In that spirit, take this food, bless it in whatever way makes sense to you, and let the energy it gives you propel you into action that makes the world, and whatever you have agency over, more just, fair, and loving.
For the farm crew,
In your share this week:
Pac choi – Lettuce – Rhubarb – Spinach – Greens mix – Oregano
The secret to eating your veggies, especially greens? Drizzle something amazing over them! From our friends at the Duluth Grill (who know a thing or two about making our veggies taste extra good):
- 1/4 cup seeded serrano peppers
- 1 1/2 tsp coriander seeds
- 1/4 tsp cumin
- 1/8 tsp black pepper corns
- 1/2 stalk lemon grass
- 1 tsp chopped cilantro
- 1 Tbsp fresh grated ginger
- 1/2 lime zest (use the other half of the lime to make a quarantini?)
- 1 tsp lime juice
- 1 Tbsp chopped garlic
- 1 Tbsp diced onion
- 1 1/2 tsp aminos
- 2 Tbsp sugar
- 1 1/2 tsp salt
- 1 1/2 tsp turmeric
- One 15oz can coconut milk
Toast coriander and pepper corns in a skillet. Trim and chop lemon grass. Combine all ingredients except the coconut milk in a food processor until smooth.

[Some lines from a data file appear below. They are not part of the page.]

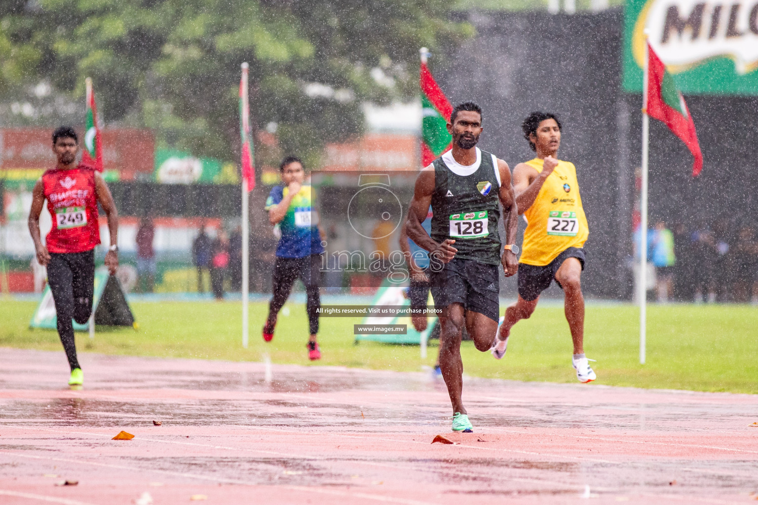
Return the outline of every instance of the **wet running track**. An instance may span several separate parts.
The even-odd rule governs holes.
[[[758,497],[758,396],[468,379],[451,434],[428,373],[83,354],[72,391],[63,352],[0,352],[4,505]]]

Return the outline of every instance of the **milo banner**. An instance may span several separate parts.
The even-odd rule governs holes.
[[[108,275],[108,270],[105,268],[99,268],[95,271],[92,311],[95,313],[95,324],[106,326],[135,326],[134,316],[127,303],[121,282],[114,276]],[[37,310],[34,311],[29,326],[55,329],[57,326],[55,302],[52,299],[50,286],[45,285],[42,298],[39,301]],[[86,332],[88,328],[86,323],[79,324],[74,321],[74,329],[77,332]]]
[[[758,95],[758,0],[627,0],[624,89],[642,92],[645,34],[684,94]]]
[[[155,181],[164,184],[236,184],[239,176],[232,164],[210,157],[195,157],[173,149],[155,151]]]

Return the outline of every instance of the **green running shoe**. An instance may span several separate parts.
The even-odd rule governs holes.
[[[71,377],[68,379],[68,385],[80,386],[83,381],[84,373],[82,372],[82,369],[75,368],[71,370]]]
[[[473,433],[474,425],[468,420],[468,415],[456,412],[456,415],[453,416],[453,431]]]

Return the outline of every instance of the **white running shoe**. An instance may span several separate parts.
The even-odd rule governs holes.
[[[500,316],[500,320],[497,323],[497,331],[495,332],[495,341],[492,343],[492,347],[490,348],[490,352],[492,355],[495,357],[496,360],[502,360],[503,357],[506,355],[506,350],[508,349],[508,338],[505,340],[500,340],[500,326],[503,326],[503,322],[506,320],[505,316]],[[509,337],[510,335],[509,334]]]
[[[582,384],[591,382],[597,379],[597,376],[596,376],[593,369],[590,368],[590,361],[594,361],[594,360],[588,360],[586,357],[581,357],[578,360],[575,360],[572,357],[571,362],[574,366],[574,369],[576,370],[576,378],[579,379],[579,382]]]

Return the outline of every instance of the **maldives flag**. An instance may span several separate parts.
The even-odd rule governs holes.
[[[692,176],[703,169],[703,153],[697,142],[695,123],[684,98],[676,88],[674,78],[666,70],[658,55],[647,45],[647,115],[666,123],[681,139],[694,157]]]
[[[97,120],[97,105],[95,104],[92,79],[87,77],[85,83],[87,114],[84,124],[84,150],[82,151],[82,162],[93,167],[99,172],[102,172],[102,140]]]
[[[250,106],[247,98],[247,64],[243,65],[240,80],[240,136],[242,140],[242,177],[247,190],[255,187],[255,168],[252,166],[252,140],[250,138]]]
[[[453,136],[445,125],[450,119],[453,105],[421,61],[421,166],[426,167],[452,146]]]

Place puree in medium pot and simmer for 5 minutes.
Add coconut milk, whisk and simmer for another 15 minutes. Serve over greens or roasted veggies, keep sealed in the fridge!
Rhubarb Chutney -from Martha Stewart (she serves it along side thick cut bacon -yum!)
- 1/3 cup sugar
- 1/4 cup light corn syrup
- 3 tablespoons white-wine vinegar
- 8 ounces rhubarb, cut into a 1/2-inch dice (2 cups)
- 1 shallot, finely chopped (1/3 cup)
- 1 tablespoon finely chopped fresh ginger (from a 1 1/2-inch piece)
- 1/2 habanero or Scotch-bonnet pepper, finely chopped (ribs and seeds removed for less heat, if desired)
- Kosher salt and freshly ground pepper
- 1 1/4 pounds extra-thick-cut bacon, halved crosswise
Stir in rhubarb, shallot, ginger, chile pepper, and 1/4 teaspoon each salt and pepper; return to a boil. Reduce heat to medium-low, cover, and simmer until rhubarb is tender and liquid is syrupy, about 10 minutes. Strain chutney, reserving syrup, and transfer to a serving bowl. Return syrup to saucepan and simmer over medium heat until thickened and reduced to 1/3 cup, about 5 minutes.